Comme à chaque progression de l’IA, depuis le Perceptron en 1957 déjà évoqué dans ce blog jusqu’AlphaGo écrasant les maîtres mondiaux du jeu de go en 2015, en passant par Mycin1 vers 1975, les commentaires vont bon train. La proportion de commentaires manipulant les phantasmes et les peurs semble diminuer, peut-être parce que la connaissance des bases des technologies utilisées commence à s’élargir au-delà des cercles de spécialistes. Les articles de presse pertinents sont moins rares2. Toutefois, les témoignages d’étonnement, d’inquiétude ou de raillerie des internautes face aux réponses erronées de ChatGPT montrent que les principes de fonctionnement d’un tel agent demeurent encore largement ignorés3. Il en est de même face à son incapacité à traiter l’actualité, alors que ChatGPT a été entraîné sur des données datant de 2021 (mais son intégration à Bing va le faire vite évoluer vers des mises à jour en temps réel).
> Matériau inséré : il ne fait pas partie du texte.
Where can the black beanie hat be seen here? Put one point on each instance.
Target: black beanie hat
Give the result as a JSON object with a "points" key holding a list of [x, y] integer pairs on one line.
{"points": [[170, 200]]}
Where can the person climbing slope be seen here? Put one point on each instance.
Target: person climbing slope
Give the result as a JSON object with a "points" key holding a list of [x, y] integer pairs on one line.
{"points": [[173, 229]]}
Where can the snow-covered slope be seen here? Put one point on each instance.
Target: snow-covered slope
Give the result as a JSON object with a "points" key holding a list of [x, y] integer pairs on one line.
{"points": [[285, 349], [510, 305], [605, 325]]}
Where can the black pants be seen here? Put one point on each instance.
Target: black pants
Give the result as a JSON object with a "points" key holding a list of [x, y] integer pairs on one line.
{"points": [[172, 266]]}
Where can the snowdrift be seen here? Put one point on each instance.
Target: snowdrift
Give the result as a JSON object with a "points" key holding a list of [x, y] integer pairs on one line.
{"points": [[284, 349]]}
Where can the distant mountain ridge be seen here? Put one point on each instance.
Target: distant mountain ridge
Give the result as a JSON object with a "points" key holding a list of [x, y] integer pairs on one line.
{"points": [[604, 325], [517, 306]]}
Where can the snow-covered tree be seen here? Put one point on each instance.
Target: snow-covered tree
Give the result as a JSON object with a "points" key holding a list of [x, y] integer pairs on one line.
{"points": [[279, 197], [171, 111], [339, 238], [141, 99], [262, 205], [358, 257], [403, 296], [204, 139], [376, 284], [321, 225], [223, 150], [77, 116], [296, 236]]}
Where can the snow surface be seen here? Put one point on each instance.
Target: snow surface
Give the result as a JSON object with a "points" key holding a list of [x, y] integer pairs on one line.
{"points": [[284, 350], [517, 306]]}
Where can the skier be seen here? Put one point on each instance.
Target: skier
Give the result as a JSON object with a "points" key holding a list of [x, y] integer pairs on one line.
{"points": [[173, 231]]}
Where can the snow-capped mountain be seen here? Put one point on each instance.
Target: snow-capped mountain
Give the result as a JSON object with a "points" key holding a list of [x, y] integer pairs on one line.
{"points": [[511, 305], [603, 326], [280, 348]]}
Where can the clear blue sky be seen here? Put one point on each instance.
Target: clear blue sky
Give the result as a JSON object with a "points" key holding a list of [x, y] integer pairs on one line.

Certains se plaisent à piéger ChatGPT pour le faire passer pour malpoli voire injurieux. C’est tout le contraire. ChatGPT est poli à l’excès, s’excuse à tout bout de champ, se justifie sans arrêt, évite toute offense à la bien-pensance de l’air du temps. Ses réponses aux questions des enfants sont autant de scénarios hollywoodiens ; mon petit fils de sept ans l’a interrogé sur le métier d’archéologue, il répond par une récit digne d’Indiana Jones. Il ne ment pas, mais il se trompe souvent, se laisse piéger à confirmer des affirmations fausses de ses interlocuteurs pour ne pas être désobligeant. Ce gendre idéal tranche avec la personnalité de ses concepteurs, au premier rang desquels ChatGPT cite Elon Musk et Sam Altman. Tout le monde connaît Musk dont le rêve est de mourir sur Mars. Altman préside pour sa part l’incubateur Y combinator de deeptech d’où émerge la start-up Helion, qui espère d’ici trois ans produire à titre expérimental de l’énergie par fusion thermonucléaire, bien avant et pour bien moins cher que le gigantesque projet mondial ITER implanté en France à Cadarache. Ces personnalités ont en commun la passion pour les technologies de rupture, et le défi lancé par leurs firmes à la souveraineté des états. L’acceptabilité sociale de ChatGPT nécessite le politiquement correct de ses écrits, mais l’objectif est bien une telle rupture, avec toutes les incertitudes que cela comporte sur de possibles ruptures sociétales.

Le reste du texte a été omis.